The Early Childhood Education Center is a noble pursuit… Who would not want to support the creation of a place that serves our neediest and most-vulnerable young residents? But the ECEC as conceived now is no such a place: It would serve primarily the children of three entities; City, SMC and Rand employees, many who do not even live here. The parents of those children, to be sure, are well-compensated. Surely, Rand can and should fund its own daycare on its own site, like other progressive companies. Surely, the City can and should utilize present space such as the Ken Edwards Center or the Palisades Park site for its daycare. How nice it would be for our seniors and children to mingle in the same place, benefitting and enriching the lives of each other. I have taught at SMC. My son attends school there. Please do not tell me there is not existing space at the college for a daycare paid for by the SMC employees whose children would benefit from it. One final point: An expensive and new building on city-owned land will not produce better children, but one or two dedicated teachers in any loving environment will. There are less-expensive alternatives to the ECEC and the Council can and must consider and encourage their implementation.

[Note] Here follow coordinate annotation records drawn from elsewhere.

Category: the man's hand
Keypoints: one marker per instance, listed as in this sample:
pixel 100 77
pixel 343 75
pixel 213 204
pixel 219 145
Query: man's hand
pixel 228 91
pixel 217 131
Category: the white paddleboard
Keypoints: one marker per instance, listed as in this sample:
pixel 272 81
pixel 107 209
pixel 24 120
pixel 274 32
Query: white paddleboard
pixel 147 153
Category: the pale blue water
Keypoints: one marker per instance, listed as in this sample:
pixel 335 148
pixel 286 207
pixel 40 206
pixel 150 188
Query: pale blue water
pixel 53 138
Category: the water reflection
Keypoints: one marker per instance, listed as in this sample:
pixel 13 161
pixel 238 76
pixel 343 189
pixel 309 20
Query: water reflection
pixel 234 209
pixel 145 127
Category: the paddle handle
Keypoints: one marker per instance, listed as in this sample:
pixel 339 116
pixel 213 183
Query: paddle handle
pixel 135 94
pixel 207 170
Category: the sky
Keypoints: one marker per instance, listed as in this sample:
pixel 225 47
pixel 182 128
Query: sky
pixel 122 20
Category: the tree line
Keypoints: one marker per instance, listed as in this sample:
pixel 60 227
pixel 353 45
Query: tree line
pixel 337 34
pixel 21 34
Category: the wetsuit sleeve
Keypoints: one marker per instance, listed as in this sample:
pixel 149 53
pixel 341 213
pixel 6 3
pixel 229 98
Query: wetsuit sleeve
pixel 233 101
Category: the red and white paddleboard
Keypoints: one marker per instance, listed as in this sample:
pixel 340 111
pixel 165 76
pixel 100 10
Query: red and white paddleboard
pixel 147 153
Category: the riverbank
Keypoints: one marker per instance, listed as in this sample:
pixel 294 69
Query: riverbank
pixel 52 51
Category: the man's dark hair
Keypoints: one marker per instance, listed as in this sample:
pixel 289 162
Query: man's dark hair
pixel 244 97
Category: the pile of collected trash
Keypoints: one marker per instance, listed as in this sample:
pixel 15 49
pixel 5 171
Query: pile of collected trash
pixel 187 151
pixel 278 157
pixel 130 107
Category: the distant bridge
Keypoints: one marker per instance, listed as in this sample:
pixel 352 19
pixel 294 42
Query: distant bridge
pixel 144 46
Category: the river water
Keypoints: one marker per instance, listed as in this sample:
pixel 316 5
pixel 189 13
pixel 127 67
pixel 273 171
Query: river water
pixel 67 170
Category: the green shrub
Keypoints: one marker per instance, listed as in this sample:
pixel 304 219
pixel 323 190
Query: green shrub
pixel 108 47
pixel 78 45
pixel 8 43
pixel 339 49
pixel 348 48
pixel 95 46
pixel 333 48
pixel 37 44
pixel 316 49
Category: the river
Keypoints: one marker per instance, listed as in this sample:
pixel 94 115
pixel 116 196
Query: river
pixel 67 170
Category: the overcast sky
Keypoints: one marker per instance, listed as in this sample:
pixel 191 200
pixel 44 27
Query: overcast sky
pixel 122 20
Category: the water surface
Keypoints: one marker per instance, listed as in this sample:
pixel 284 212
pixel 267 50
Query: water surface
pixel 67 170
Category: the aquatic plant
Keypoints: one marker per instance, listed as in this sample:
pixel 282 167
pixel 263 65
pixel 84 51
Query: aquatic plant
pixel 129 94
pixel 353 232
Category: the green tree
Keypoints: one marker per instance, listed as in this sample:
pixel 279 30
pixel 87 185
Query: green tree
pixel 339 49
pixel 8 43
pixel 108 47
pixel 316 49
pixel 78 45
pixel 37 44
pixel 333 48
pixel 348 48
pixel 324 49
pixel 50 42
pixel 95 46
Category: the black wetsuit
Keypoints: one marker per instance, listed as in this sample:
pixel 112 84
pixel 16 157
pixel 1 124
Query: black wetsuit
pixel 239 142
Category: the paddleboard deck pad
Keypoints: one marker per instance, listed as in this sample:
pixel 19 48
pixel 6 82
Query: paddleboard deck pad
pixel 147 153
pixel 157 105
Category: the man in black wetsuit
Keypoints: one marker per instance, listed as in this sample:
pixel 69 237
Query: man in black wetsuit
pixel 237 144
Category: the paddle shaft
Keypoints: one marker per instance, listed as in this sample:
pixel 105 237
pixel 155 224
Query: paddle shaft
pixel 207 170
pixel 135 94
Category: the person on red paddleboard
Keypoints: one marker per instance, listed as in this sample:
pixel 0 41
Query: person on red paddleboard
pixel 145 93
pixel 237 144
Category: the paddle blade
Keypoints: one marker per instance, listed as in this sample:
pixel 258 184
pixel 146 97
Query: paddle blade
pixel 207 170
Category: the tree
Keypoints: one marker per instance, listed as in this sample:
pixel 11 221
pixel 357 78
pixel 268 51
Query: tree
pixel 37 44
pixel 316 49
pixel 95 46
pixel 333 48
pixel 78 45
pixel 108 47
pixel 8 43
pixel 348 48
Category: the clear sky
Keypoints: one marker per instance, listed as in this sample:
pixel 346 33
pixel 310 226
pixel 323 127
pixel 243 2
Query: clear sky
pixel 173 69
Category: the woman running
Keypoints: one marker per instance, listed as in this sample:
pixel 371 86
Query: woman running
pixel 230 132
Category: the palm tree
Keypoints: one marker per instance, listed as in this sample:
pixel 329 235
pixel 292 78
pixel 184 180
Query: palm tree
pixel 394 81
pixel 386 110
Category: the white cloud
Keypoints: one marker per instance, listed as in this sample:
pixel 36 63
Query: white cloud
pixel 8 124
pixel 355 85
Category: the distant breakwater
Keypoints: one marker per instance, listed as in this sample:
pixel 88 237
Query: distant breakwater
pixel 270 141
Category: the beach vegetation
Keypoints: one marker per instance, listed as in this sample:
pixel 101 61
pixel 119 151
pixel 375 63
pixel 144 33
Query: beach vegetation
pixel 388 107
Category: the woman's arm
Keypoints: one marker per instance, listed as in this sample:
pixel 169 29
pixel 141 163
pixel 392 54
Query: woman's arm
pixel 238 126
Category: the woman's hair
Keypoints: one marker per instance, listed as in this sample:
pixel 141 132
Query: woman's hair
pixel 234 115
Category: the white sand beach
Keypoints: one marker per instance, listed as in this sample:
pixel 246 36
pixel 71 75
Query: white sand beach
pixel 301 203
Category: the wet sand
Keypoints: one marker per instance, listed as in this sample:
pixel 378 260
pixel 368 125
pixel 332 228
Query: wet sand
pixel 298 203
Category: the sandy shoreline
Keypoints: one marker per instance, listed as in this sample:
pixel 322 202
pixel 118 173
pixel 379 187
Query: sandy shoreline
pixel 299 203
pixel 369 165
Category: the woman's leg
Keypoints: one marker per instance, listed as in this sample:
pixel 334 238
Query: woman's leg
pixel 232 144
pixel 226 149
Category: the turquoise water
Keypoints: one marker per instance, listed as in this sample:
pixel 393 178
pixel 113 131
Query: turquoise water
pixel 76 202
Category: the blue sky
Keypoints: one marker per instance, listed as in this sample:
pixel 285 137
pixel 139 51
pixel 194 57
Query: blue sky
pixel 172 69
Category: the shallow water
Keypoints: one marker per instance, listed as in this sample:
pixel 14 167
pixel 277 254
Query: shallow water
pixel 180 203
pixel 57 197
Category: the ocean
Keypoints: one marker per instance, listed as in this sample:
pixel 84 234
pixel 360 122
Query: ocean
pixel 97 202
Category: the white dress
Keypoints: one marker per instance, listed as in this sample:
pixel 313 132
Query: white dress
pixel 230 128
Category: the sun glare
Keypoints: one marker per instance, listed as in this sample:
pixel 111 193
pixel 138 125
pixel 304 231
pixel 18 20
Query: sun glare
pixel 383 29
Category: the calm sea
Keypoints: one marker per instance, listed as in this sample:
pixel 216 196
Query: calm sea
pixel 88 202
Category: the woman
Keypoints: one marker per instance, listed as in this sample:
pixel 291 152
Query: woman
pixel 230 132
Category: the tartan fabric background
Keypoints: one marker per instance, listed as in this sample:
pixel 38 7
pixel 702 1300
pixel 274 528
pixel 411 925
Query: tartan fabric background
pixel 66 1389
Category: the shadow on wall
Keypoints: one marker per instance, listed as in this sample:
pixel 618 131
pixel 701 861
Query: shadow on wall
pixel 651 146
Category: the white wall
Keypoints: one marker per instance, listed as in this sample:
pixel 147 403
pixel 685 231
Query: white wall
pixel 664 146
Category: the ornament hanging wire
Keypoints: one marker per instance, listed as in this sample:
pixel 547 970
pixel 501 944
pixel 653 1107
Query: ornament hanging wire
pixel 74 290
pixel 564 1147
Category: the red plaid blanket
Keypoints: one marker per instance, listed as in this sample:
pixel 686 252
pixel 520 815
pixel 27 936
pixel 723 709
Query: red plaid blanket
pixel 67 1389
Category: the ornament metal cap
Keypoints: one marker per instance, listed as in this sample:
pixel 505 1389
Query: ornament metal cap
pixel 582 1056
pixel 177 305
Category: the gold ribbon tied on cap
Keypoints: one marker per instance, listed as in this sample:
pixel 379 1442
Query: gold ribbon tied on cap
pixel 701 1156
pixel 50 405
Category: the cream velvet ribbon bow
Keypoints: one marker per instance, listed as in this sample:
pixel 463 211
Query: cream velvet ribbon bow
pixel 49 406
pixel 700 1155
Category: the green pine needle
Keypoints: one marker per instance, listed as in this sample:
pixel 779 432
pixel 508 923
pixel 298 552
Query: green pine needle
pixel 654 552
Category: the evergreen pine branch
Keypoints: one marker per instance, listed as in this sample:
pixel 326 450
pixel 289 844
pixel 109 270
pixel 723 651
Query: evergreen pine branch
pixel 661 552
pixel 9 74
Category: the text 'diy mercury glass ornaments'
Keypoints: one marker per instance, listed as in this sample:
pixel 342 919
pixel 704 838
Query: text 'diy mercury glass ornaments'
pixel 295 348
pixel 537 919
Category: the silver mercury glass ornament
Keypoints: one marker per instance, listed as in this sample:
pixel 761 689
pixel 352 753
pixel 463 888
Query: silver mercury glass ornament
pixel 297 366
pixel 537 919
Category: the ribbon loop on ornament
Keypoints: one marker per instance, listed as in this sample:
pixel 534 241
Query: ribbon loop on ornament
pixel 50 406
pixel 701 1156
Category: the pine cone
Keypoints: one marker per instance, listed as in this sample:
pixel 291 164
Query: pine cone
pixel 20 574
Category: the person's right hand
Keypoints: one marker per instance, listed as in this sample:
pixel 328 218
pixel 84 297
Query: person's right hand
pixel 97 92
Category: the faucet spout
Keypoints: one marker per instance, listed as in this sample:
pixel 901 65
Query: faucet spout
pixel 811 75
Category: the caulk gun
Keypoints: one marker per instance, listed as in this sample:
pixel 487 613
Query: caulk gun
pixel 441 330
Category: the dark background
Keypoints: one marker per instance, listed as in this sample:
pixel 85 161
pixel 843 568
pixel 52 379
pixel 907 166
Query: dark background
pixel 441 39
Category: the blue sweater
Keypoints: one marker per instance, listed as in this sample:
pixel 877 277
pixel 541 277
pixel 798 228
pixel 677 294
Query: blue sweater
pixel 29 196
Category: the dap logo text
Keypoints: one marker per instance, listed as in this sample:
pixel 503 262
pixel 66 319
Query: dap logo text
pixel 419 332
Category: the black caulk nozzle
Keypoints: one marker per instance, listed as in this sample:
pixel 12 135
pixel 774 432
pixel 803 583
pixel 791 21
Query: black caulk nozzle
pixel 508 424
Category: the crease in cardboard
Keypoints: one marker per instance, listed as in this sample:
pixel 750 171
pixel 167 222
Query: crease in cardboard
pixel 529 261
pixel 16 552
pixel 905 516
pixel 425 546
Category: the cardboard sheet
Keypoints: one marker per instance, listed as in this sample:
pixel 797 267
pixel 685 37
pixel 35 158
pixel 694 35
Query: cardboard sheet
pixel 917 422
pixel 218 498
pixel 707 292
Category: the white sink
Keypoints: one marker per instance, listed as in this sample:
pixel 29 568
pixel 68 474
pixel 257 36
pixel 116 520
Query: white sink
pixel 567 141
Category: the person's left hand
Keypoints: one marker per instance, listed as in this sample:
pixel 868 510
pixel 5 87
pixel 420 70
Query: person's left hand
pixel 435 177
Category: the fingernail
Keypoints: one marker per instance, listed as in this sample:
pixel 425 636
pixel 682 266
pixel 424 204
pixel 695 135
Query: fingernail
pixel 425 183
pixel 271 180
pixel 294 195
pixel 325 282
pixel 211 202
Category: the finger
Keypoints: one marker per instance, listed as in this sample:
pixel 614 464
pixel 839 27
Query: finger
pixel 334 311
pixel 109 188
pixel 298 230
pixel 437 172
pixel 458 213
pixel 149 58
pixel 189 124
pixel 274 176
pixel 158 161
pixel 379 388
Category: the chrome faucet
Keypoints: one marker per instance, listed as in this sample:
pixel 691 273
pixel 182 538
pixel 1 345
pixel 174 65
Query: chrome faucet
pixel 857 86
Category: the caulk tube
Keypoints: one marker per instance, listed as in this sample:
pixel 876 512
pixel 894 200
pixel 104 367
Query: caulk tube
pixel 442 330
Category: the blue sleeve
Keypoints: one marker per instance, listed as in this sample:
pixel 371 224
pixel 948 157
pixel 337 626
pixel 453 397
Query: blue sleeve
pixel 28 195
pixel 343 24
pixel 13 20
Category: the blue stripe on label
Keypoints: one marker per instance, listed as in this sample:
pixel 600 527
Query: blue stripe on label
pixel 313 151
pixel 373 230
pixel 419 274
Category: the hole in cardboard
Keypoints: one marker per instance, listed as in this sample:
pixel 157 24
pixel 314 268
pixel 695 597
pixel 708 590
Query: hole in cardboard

Finally, the Civic Auditorium itself. I was part of the “Save the Civic” group which advocated for the creation of the Civic Working Group and advocated for many of its members. I commend their efforts and dedication. Clearly, history has shown us the city has proved to be a less-than-ideal Civic steward. I say this not as criticism but as fact. The City Council can and must allow a private entity to give the Civic a second life as a new cultural venue, where a small King Tut exhibit, or a Tom Petty concert, or the Santa Monica Symphony, or a marquee movie screening during the AFI Convention could be screened. The new Civic must be all these things and must earn its place in the Civic Center’s future. If it cannot, then the best option might be to preserve its landmarked façade and create something on the site that will serve the above uses and much more. A white elephant serves no one and takes up a lot of space. The Civic must be reborn, or it must be allowed to fade gently into history.
These decisions are complex and difficult. Positive change will take time. There will be winners and losers. But the right decisions outlined above can and must be made and the right actions taken. Anything less is to squander the opportunity to be truly “civic” to the Civic Center’s future.
In closing, I commend and stand with the many students and parents in support of a full-purpose field. When deciding the Civic Center’s future, the field is a good place for the Council to start.